My father and step-mother live in New York and therefore, could not be with us in Los Angeles for Ella’s ceremony. They did, however, participate via a pre-recorded aliyah incorporated into the service and viewed on a screen for all to see. Other family and friends around the country joined the service via livestream and joined a post-ceremony ‘Zoom Schmooze’ where we saw all their smiling faces and heard the shouts of “Mazel tov!” Many wrote notes of support in the chat, showering us with love. The synagogue webpage that hosted the live-feed of the service also provided a way for people to share pictures of themselves watching the service and a form where they could write a blessing for the bat mitzvah. In a surprisingly real and meaningful way, more people were able to participate in my daughter becoming a bat mitzvah than in “normal” times.

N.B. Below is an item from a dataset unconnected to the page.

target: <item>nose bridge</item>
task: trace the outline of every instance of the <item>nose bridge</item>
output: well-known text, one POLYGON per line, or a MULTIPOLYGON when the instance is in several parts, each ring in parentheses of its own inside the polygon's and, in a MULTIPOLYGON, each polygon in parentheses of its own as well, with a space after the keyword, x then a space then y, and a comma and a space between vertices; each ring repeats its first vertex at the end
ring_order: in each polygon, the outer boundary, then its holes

In this new age, the ceremony takes center stage. I’m sure my wife and I are not the only ones able to let out a big sigh of relief that we did not have to throw a big party for our daughter. Not only is this helpful in a time of financial strain for so many, but it also shifts the focus back to what matters - the ceremony itself. When the frustration and drama that come with party planning, table assignments, swag bags, decorations, and so much more fade into the background, it leaves emotional room for families to focus on making the religious part of it all far more meaningful and personal. In the end, most kids are just as happy, if not happier, without all that party drama. Ella’s party consisted of an afternoon car parade with 60 cars slowly crawling down our street while a DJ played music from the front yard. She saw friends and family in a safe way and felt completely fulfilled.

A passage in the Talmud states, “Just as the olive only yields oil for light when it is pounded, so are people’s greatest potentials realized only under the pressure of adversity.” The resilience and optimism of the students and families that decide to go forward with b’nei mitzvah ceremonies during this pandemic are an inspiration to the entire Jewish people. In the midst of global pain and fear, they have returned us all to the heart of what it really means to become a bar or bat mitzvah.

I hope it will have profound implications for b’nei mitzvah long after we emerge from this viral nightmare.